A medida que una persona tiene más dinero para invertir, más altas serán las tasas y las comisiones que deberá pagar según explica Housel. Por ejemplo, una persona que invierte $500.000 debe pagar una comisión de 1%, que le representará $5.000; mientras que una persona que invierta $5’000.000 deberá pagar $500.000; a pesar de que se trate del mismo servicio y del mismo tipo de inversión.

Incluso, dependiendo del tipo de inversión y del riesgo, la tarifa podría llegar a aumentar en ciertos casos. Claro, las ganancias también pueden ser mayores y esto también puede ser opuesto a lo que se espera porque, digamos, en un caso de ganancia ocasional, entre más alto sea el monto, el impuesto también lo será.

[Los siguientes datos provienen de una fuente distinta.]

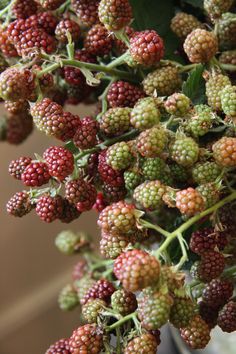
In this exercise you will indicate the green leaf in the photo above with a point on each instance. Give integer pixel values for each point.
(154, 14)
(194, 86)
(195, 3)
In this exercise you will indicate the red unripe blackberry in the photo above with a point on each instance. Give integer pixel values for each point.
(35, 38)
(18, 128)
(118, 217)
(146, 47)
(182, 24)
(16, 107)
(79, 269)
(217, 292)
(210, 266)
(102, 289)
(112, 244)
(16, 84)
(35, 174)
(208, 314)
(69, 212)
(189, 201)
(123, 94)
(227, 317)
(98, 42)
(203, 240)
(17, 167)
(197, 334)
(49, 208)
(24, 8)
(60, 162)
(107, 173)
(86, 136)
(65, 26)
(86, 339)
(224, 152)
(86, 10)
(81, 193)
(6, 47)
(100, 203)
(123, 302)
(51, 4)
(19, 205)
(151, 142)
(144, 344)
(136, 270)
(200, 46)
(114, 14)
(60, 347)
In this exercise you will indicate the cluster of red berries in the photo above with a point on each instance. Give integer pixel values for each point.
(153, 161)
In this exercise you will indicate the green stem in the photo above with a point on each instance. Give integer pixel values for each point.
(187, 68)
(128, 135)
(123, 320)
(157, 228)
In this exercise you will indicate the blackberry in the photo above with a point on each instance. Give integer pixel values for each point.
(228, 98)
(211, 266)
(81, 193)
(163, 81)
(227, 317)
(118, 217)
(226, 30)
(189, 201)
(146, 47)
(217, 292)
(86, 10)
(24, 8)
(123, 302)
(203, 241)
(86, 136)
(205, 172)
(184, 151)
(132, 179)
(224, 151)
(197, 334)
(177, 104)
(182, 311)
(151, 142)
(119, 156)
(154, 309)
(67, 26)
(123, 94)
(136, 269)
(146, 343)
(35, 174)
(114, 14)
(210, 193)
(60, 347)
(98, 42)
(107, 173)
(102, 289)
(49, 208)
(19, 205)
(214, 87)
(115, 121)
(200, 46)
(149, 194)
(68, 298)
(113, 244)
(91, 310)
(87, 338)
(17, 167)
(145, 114)
(182, 24)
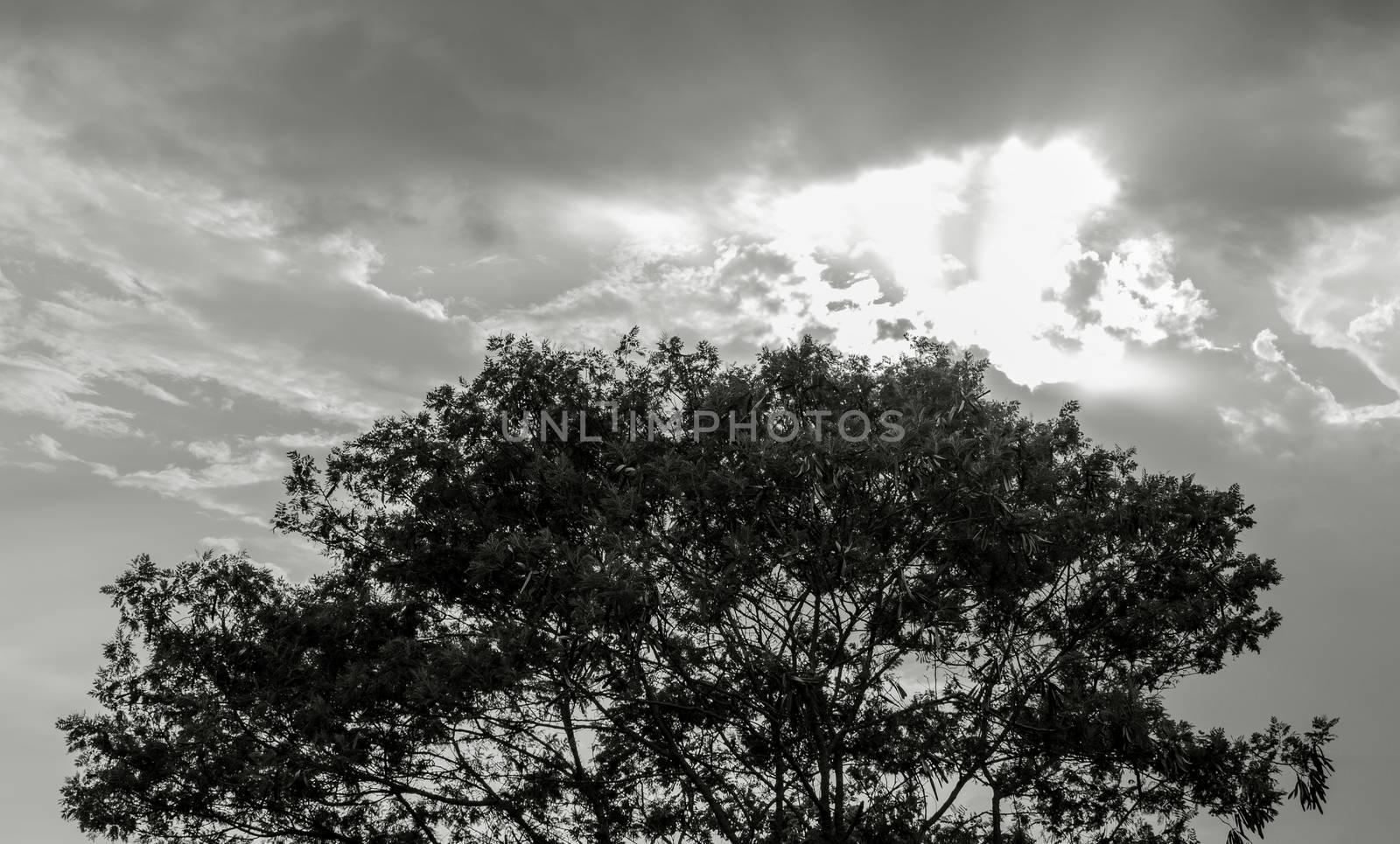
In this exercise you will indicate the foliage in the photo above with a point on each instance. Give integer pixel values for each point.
(962, 634)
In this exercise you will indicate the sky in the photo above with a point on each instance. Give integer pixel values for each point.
(234, 230)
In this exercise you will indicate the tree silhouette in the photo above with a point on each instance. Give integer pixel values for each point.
(952, 626)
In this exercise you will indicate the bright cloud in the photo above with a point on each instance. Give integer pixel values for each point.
(979, 249)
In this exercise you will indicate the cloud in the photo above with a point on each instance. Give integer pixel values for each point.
(980, 248)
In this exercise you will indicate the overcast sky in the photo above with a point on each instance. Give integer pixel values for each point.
(233, 230)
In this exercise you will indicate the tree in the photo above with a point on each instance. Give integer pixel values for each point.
(956, 624)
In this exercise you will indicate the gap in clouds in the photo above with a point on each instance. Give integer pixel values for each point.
(984, 249)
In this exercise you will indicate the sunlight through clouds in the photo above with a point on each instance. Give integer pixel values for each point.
(980, 248)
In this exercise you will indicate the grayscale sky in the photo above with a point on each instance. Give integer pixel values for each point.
(231, 230)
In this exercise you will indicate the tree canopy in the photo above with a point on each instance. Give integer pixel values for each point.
(616, 631)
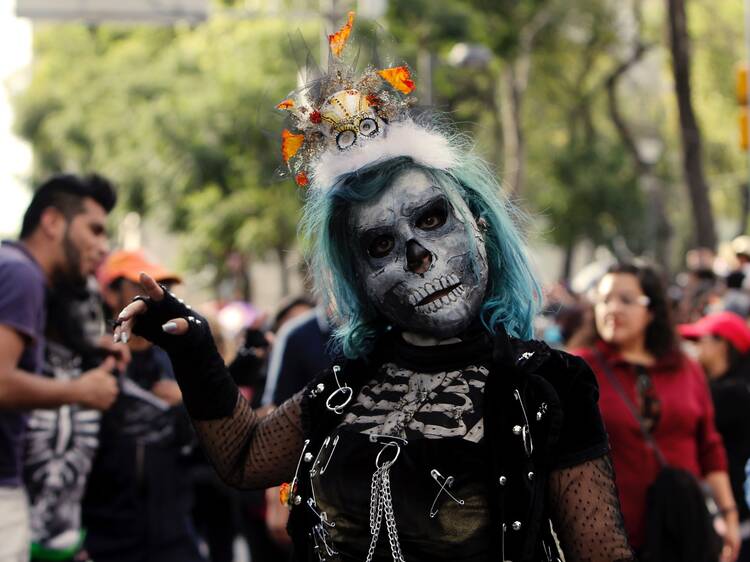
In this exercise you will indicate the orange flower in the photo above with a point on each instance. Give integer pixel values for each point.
(284, 493)
(290, 144)
(398, 77)
(337, 40)
(286, 104)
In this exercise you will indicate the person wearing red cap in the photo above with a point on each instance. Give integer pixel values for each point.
(723, 343)
(658, 413)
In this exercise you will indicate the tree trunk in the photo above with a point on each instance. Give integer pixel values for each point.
(570, 249)
(283, 271)
(744, 188)
(514, 146)
(705, 234)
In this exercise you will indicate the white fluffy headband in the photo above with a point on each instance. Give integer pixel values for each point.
(402, 138)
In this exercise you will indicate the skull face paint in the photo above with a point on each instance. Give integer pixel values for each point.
(415, 258)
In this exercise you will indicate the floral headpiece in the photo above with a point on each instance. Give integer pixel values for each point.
(340, 123)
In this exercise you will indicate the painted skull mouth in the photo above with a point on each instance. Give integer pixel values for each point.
(436, 294)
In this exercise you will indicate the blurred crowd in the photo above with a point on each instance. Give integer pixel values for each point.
(98, 459)
(672, 359)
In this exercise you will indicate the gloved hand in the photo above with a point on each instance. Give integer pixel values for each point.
(208, 391)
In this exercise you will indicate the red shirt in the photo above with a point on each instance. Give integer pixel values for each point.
(685, 432)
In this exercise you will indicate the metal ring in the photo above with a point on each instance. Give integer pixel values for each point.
(528, 445)
(389, 463)
(339, 409)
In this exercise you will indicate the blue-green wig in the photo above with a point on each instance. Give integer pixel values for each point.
(512, 291)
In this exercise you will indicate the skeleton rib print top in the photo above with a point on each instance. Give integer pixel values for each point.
(429, 424)
(405, 472)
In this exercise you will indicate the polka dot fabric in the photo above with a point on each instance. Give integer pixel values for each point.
(586, 512)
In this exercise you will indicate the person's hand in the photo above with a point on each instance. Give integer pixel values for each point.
(167, 390)
(120, 351)
(96, 388)
(208, 390)
(732, 540)
(276, 517)
(139, 308)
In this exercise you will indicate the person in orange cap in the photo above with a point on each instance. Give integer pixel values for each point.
(137, 503)
(118, 277)
(723, 345)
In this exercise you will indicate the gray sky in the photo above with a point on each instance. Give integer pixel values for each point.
(15, 159)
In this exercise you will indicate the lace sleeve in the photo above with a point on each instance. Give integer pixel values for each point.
(253, 452)
(586, 513)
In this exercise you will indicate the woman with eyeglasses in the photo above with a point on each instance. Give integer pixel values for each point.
(658, 412)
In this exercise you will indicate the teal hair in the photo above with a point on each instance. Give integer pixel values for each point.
(512, 291)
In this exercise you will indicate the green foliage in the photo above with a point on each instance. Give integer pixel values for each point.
(607, 202)
(180, 118)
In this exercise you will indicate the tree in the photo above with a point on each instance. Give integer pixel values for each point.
(178, 117)
(692, 157)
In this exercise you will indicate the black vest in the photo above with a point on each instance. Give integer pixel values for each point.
(540, 413)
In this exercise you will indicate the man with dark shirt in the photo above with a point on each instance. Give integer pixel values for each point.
(63, 236)
(137, 503)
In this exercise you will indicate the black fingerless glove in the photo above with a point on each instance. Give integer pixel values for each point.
(208, 390)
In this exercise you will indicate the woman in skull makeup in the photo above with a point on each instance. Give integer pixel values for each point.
(442, 434)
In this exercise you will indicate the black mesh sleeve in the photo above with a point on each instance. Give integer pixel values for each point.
(253, 452)
(586, 513)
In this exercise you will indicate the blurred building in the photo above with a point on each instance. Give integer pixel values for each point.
(94, 11)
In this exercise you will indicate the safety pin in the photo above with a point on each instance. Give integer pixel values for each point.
(320, 514)
(293, 485)
(319, 532)
(373, 437)
(389, 463)
(528, 445)
(314, 470)
(345, 389)
(333, 448)
(444, 485)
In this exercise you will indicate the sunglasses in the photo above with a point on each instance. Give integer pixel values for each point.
(648, 401)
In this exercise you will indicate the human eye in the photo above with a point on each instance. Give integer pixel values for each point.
(381, 246)
(433, 217)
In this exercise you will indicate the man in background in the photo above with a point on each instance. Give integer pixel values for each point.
(137, 503)
(63, 239)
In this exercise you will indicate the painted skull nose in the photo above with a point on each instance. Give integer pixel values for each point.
(418, 259)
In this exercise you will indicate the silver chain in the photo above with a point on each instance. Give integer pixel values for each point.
(381, 505)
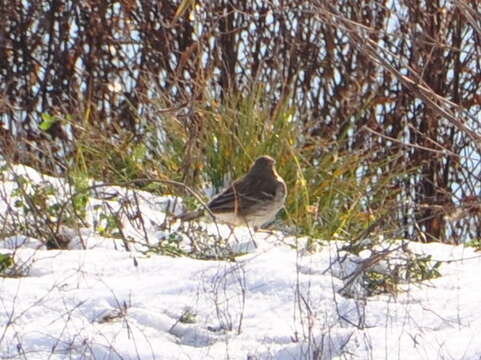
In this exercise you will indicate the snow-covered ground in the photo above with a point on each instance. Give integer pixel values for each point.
(108, 298)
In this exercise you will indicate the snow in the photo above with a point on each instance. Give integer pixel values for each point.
(103, 299)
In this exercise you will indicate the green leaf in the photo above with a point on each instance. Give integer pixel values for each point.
(6, 261)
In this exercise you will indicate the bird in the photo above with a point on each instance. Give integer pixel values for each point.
(252, 200)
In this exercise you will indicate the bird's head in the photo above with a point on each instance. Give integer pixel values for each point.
(263, 165)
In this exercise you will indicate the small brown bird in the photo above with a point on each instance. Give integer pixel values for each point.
(252, 200)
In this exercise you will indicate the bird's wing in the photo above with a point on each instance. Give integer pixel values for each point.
(241, 195)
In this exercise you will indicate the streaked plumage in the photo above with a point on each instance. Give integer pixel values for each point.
(252, 200)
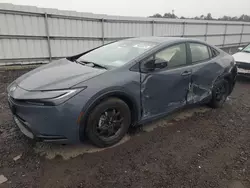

• Las personas obsesionadas con la riqueza son quienes menos tienden a serlo

Esta es la ironía planteada Liz Koh, una experta financiera de Nueva Zelanda. Explica que la motivación de siempre querer acumular más y más no basta para que lo logren, ya que no solo requiere de buenas inversiones, sino también de inteligencia financiera que, muchas veces no desarrollan, por la simple presión de querer cada vez más.

Y es que para los “ricos” la verdadera recompensa es más sicológica que financiera pues el estrés y actitudes de avaricia que puede generar el hecho de siempre querer más dinero, suele tener un efecto opuesto, con una gran carga y responsabilidad financiera, según señala la experta.